Kurze Antwort: Leider ja.
Als der "böse Masters-Judge", als den mich offenbar viele erlebt haben, möcht ich die Gelegenheit nutzen, hier mal die andere Sichtweise anzusprechen.
Mir ist bewusst, dass einige Spieler uns Schiedsrichter hauptsächlich als wandelnde Regelwerke verstehen, die bitte alle Regelfragen korrekt beantworten und einen ansonsten in Frieden lassen sollen; aber Regelwissen ist eben nur ein Teil der Aufgabe. Viel weiter oben in der Jobbeschreibung steht nämlich "Sorgt für ein Turnier, das so fair wie möglich abläuft": damit tragen wir einen großen Teil der Verantwortung dafür, dass ihr mit dem Gefühl nach Hause gehen könnt, dass der Spieler mit dem meisten Skill (und/oder Glück) das Turnier gewinnt. Entsprechend müssen wir auch ein Auge darauf haben, potentielle Probleme möglichst von vornherein auszuschalten - umso mehr natürlich in meinem undankbaren Schwellenbereich zwischen Tops und nicht Tops.
Gerade bei scheinbar nebensächlichen Dingen wie chaotischem Spielfeld, Deckausrichtung oder (Hand-)Karten außerhalb des einsehbaren Bereichs müssen wir also fürchterlich lästig sein, damit es einerseits zu möglichst wenig Missverständnissen kommt (die in ganz blöden Fällen direkt die härtesten Strafen nach sich ziehen können) und andererseits nicht zum Beispiel Karten auf die eine oder andere Hand wandern, die dort eigentlich nichts zu suchen hätten. Und ja, genügend Gegner lassen die haarsträubendsten Sachen einfach passieren und beklagen sich dann bestenfalls darüber, wenn es längst zu spät ist - entsprechend können wir die Spiele nicht einfach sich selbst überlassen und darauf vertrauen, dass schon überall alles richtig ablaufen wird.

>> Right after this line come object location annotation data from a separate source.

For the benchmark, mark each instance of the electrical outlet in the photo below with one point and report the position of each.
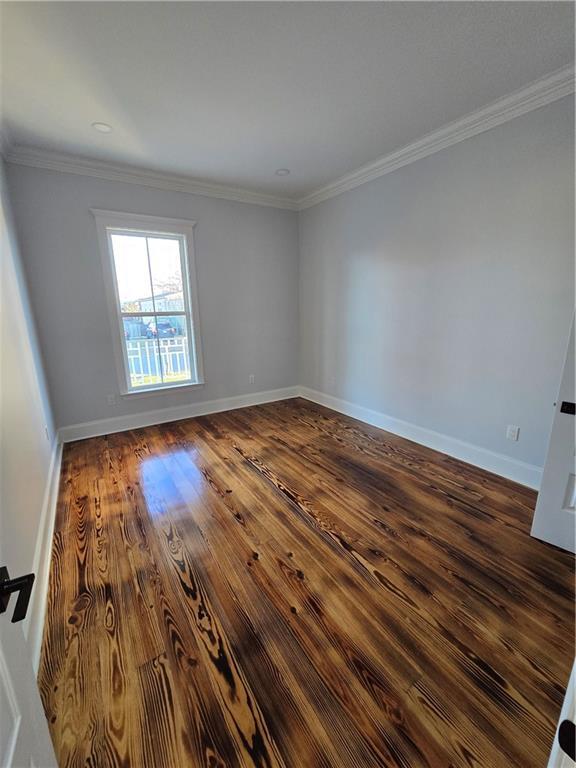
(512, 432)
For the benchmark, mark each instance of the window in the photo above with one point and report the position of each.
(149, 271)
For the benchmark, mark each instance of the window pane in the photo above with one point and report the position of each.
(142, 351)
(132, 273)
(166, 274)
(172, 335)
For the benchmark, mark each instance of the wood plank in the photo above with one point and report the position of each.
(285, 586)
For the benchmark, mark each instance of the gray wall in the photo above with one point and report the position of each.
(247, 269)
(442, 293)
(25, 448)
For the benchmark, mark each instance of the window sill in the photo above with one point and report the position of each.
(160, 390)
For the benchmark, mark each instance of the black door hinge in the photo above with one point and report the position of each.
(22, 585)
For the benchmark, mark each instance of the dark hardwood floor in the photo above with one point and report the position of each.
(285, 586)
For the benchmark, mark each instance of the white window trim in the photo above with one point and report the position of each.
(184, 228)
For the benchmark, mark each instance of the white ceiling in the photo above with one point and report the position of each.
(229, 92)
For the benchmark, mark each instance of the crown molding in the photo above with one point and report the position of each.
(544, 91)
(537, 94)
(103, 169)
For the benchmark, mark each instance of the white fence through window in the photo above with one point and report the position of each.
(152, 360)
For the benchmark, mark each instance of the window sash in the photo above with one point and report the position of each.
(112, 223)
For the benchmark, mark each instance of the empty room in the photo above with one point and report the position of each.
(287, 385)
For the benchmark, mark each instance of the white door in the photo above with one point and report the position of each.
(24, 738)
(555, 515)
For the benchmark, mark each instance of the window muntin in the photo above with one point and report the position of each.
(150, 272)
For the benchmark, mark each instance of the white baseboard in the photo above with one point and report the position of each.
(34, 622)
(163, 415)
(519, 471)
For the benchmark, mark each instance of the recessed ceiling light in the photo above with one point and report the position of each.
(102, 127)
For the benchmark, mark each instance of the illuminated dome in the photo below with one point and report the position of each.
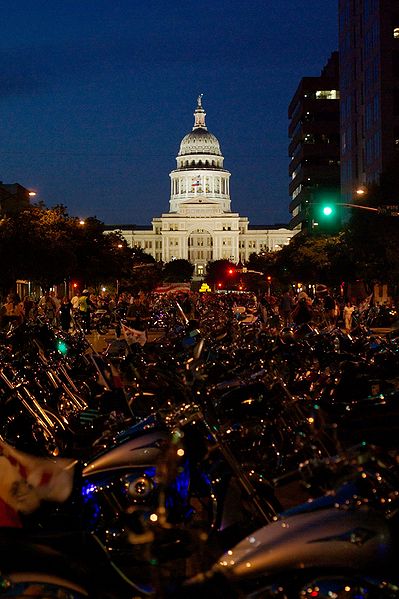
(199, 140)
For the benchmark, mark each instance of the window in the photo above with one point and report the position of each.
(328, 94)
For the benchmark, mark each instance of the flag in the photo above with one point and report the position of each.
(26, 480)
(133, 335)
(365, 304)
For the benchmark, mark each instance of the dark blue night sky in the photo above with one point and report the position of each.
(96, 95)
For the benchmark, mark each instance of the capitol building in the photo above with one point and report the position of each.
(200, 225)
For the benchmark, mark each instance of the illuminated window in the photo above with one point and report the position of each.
(328, 94)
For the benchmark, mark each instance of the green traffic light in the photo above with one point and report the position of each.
(62, 347)
(327, 210)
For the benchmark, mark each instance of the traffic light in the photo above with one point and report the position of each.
(328, 210)
(326, 215)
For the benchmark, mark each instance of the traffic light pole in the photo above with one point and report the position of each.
(385, 210)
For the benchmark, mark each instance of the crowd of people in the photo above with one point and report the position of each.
(282, 310)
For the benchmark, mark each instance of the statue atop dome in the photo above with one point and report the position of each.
(199, 114)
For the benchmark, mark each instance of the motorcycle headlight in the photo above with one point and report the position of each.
(140, 488)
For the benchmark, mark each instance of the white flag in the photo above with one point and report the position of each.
(26, 480)
(133, 336)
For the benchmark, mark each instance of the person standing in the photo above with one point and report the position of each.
(286, 306)
(12, 310)
(347, 314)
(65, 313)
(48, 307)
(84, 310)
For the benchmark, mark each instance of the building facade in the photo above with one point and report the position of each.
(369, 85)
(314, 151)
(200, 225)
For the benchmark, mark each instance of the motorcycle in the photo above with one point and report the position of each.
(340, 544)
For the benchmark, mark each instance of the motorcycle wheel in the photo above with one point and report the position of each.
(102, 326)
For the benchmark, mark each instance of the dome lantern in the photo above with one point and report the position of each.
(199, 140)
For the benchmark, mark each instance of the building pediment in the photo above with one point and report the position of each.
(200, 206)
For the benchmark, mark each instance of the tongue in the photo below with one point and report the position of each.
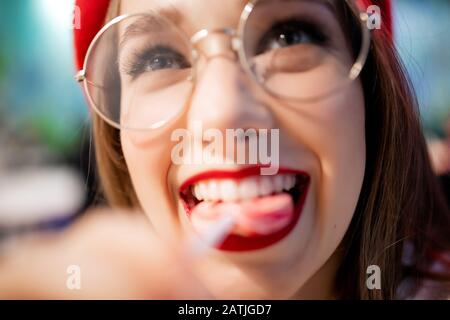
(259, 216)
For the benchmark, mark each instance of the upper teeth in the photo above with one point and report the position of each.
(248, 188)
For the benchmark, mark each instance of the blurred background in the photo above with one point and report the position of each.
(47, 175)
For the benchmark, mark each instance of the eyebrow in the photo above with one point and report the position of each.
(150, 21)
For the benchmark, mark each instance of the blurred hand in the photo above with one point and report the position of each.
(117, 254)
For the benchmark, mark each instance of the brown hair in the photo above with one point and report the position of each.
(400, 200)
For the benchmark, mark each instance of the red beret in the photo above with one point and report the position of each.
(93, 14)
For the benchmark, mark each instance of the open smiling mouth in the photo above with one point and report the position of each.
(266, 208)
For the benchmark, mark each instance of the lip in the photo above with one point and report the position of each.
(235, 242)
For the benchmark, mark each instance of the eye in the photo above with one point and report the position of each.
(156, 58)
(290, 33)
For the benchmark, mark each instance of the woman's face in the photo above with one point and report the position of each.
(287, 226)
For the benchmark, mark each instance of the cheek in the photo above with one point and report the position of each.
(334, 133)
(148, 161)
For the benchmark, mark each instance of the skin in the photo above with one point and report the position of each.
(326, 138)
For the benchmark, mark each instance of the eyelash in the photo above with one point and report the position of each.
(140, 59)
(311, 29)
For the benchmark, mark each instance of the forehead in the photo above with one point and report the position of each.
(190, 14)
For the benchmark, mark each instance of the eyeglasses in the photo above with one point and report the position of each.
(140, 70)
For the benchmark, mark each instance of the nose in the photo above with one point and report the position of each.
(225, 98)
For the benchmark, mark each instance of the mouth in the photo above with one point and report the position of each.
(266, 208)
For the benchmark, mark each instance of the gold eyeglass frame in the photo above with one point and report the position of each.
(237, 36)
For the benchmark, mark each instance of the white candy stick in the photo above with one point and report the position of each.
(198, 244)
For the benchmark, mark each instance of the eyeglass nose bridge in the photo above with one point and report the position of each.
(230, 53)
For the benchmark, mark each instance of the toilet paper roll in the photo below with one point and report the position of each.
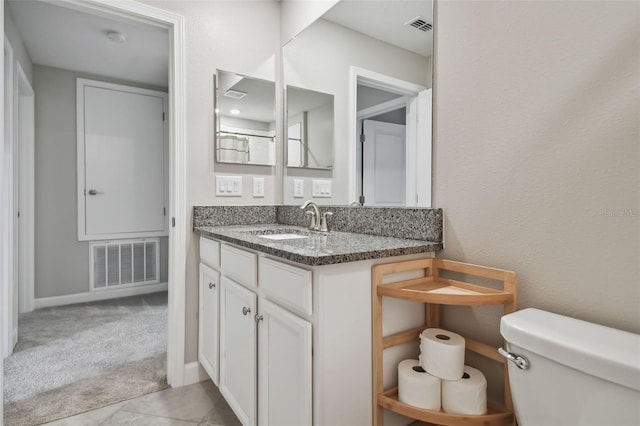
(417, 387)
(467, 395)
(442, 353)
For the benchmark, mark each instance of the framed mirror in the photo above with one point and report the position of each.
(309, 128)
(376, 58)
(245, 127)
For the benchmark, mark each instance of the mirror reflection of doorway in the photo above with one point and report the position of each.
(390, 164)
(381, 151)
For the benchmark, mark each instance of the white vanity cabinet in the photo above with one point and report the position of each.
(238, 349)
(284, 367)
(295, 340)
(208, 317)
(265, 345)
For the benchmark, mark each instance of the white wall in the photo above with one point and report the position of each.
(537, 152)
(296, 15)
(238, 36)
(20, 53)
(61, 261)
(313, 61)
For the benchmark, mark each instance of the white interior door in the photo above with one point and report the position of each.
(124, 161)
(384, 163)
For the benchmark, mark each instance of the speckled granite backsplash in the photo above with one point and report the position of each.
(233, 215)
(411, 223)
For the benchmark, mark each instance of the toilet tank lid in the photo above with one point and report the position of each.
(605, 352)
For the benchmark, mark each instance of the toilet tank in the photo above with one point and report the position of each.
(579, 373)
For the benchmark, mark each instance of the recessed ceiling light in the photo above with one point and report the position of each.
(116, 36)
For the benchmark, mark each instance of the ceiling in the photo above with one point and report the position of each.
(385, 21)
(65, 38)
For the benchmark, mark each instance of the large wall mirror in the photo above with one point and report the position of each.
(245, 128)
(376, 59)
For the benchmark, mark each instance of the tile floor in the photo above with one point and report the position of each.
(199, 404)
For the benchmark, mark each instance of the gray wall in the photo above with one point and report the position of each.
(537, 153)
(61, 261)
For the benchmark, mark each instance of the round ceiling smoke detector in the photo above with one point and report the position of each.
(116, 36)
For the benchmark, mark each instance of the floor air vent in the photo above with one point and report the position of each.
(124, 263)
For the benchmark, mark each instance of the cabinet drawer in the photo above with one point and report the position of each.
(287, 284)
(240, 265)
(210, 252)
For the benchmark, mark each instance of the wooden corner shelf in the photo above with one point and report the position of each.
(434, 290)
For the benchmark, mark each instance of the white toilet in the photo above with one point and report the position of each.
(566, 371)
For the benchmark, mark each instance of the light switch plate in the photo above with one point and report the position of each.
(229, 186)
(258, 187)
(298, 188)
(321, 188)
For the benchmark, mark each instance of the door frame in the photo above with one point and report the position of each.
(179, 229)
(25, 125)
(414, 195)
(8, 207)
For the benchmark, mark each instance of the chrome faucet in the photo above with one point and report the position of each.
(314, 224)
(318, 221)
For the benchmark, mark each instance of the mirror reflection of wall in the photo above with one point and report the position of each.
(245, 119)
(309, 129)
(343, 53)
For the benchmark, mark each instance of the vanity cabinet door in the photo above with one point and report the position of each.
(284, 367)
(238, 340)
(208, 329)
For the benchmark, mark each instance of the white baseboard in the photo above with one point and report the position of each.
(94, 296)
(194, 373)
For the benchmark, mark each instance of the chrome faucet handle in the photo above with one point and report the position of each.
(323, 221)
(313, 221)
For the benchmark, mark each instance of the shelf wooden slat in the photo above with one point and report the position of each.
(427, 290)
(496, 416)
(434, 290)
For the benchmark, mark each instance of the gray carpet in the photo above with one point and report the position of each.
(75, 358)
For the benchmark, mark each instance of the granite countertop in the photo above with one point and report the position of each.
(318, 248)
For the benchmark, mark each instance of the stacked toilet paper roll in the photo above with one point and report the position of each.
(417, 387)
(443, 382)
(467, 395)
(442, 353)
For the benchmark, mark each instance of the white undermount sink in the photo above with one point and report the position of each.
(283, 236)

Natürlich müssen wir da auch immer wieder Spielern auf die Zehen steigen, die eigentlich ehrlich sind, es aber einfach nicht besser wissen bzw. sich irgendetwas so angewöhnt haben, dass sie es kaum noch loswerden. Allerdings gibts da immer mehrere Erinnerungen (mündlicher Hinweis und/oder Gesten) und mindestens ein Warning, die übrigens bei fast allen vollauf ausgereicht haben. Zum Glück, möchte ich sagen, denn ein guter Judge gibt ungern Strafen; aber er muss, um die Integrität des Turniers zu wahren.

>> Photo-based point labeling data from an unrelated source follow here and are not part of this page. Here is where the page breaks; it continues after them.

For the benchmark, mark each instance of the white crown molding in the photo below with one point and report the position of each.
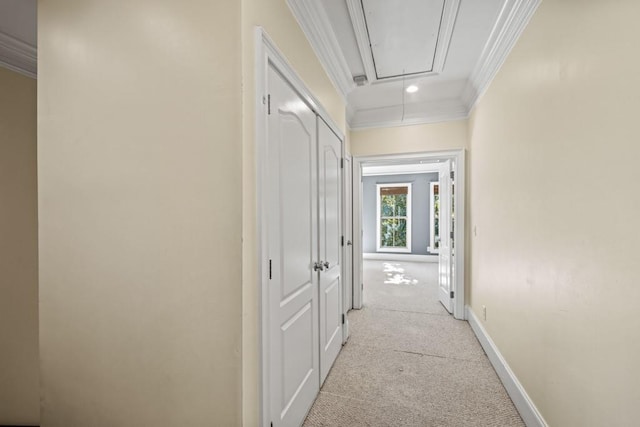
(414, 114)
(400, 257)
(18, 56)
(523, 403)
(315, 24)
(512, 20)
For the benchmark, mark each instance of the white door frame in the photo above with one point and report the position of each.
(458, 157)
(267, 53)
(347, 248)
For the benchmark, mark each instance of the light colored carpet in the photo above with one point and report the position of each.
(408, 363)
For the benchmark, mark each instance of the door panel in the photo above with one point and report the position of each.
(329, 188)
(293, 247)
(444, 224)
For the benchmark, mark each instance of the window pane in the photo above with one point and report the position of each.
(393, 233)
(387, 206)
(401, 205)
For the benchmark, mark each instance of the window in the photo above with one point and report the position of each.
(434, 229)
(394, 217)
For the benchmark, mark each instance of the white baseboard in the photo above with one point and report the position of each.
(401, 257)
(528, 411)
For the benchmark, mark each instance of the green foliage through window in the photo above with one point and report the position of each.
(393, 216)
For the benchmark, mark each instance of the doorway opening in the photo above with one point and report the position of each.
(418, 214)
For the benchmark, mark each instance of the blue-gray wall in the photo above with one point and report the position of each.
(420, 210)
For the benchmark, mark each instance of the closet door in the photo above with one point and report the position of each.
(294, 377)
(330, 216)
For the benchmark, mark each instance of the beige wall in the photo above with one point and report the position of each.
(139, 115)
(555, 201)
(278, 21)
(409, 139)
(19, 396)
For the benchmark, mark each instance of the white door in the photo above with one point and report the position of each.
(444, 226)
(330, 231)
(347, 277)
(294, 375)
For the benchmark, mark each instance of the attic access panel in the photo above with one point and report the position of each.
(403, 35)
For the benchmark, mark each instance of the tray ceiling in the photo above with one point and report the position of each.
(448, 49)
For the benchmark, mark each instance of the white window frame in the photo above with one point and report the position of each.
(406, 249)
(432, 219)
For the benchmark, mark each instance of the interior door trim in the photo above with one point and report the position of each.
(266, 54)
(459, 169)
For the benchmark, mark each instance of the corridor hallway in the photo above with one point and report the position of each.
(408, 362)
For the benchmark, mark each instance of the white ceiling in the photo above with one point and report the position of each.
(18, 35)
(449, 49)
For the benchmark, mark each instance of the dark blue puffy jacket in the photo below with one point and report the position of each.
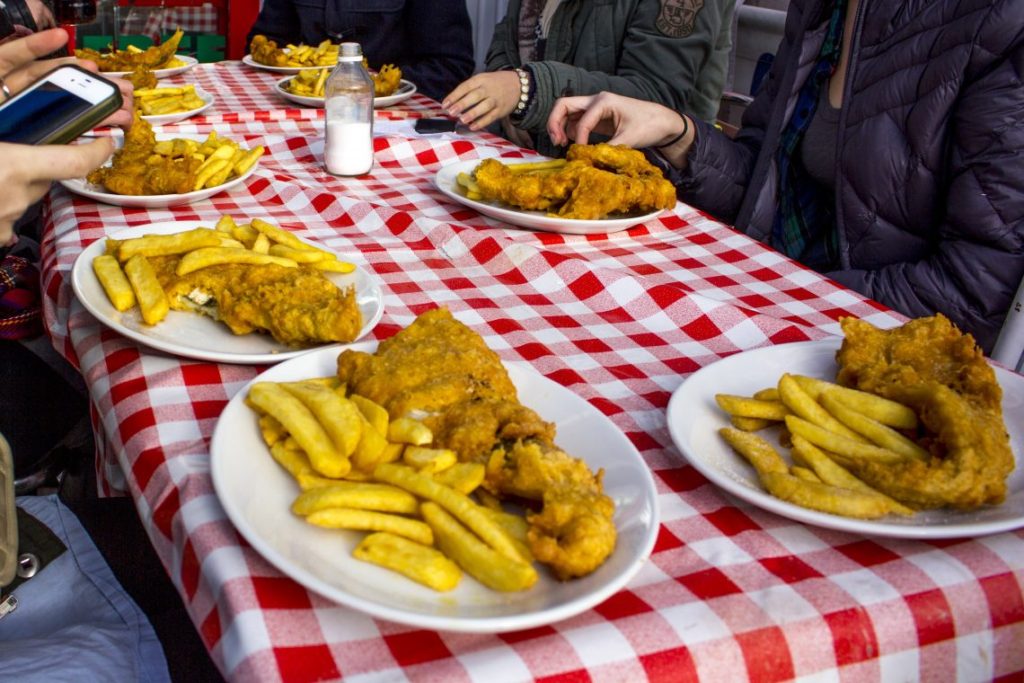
(930, 169)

Davon abgesehen (was auf Turnieren wohl auch nur wenige wahrzunehmen scheinen) ist es mir auch immer ein Anliegen, das Spiel möglichst wenig zu stören. Soll heißen, dass ich in weniger dringenden Fällen auch mal kurz in der Nähe eines Tisches stehenbleib und warte, bis ein Denkprozess abgeschlossen ist, bevor ich was sag. Oder nochmal neben ein Deck tippe, obwohl eigentlich (per genereller Anweisung von oben) schon eine Strafe fällig wäre, gerade in den Tops.
Außerdem versuch ich auch, diese "kleinlichen" Hinweise wenn möglich zu begründen, damit nachvollziehbarer wird, warum wir darauf achten. Geht halt leider nicht immer, etwa wenn die Begründung gleichzeitig eine Anregung zum Cheaten sein könnte, aber es gibt definitiv immer einen guten Grund, wenn wir auf so etwas so vehement beharren. Und das kommt im Endeffekt immer dem Spieler selbst und/oder seinem Gegner zugute, indem etwas verhindert werden soll, gegen das die Spielstrafe ein sehr kleines Übel ist.
Ansonsten Gratulation zum super Ergebnis und der starken Saison! :)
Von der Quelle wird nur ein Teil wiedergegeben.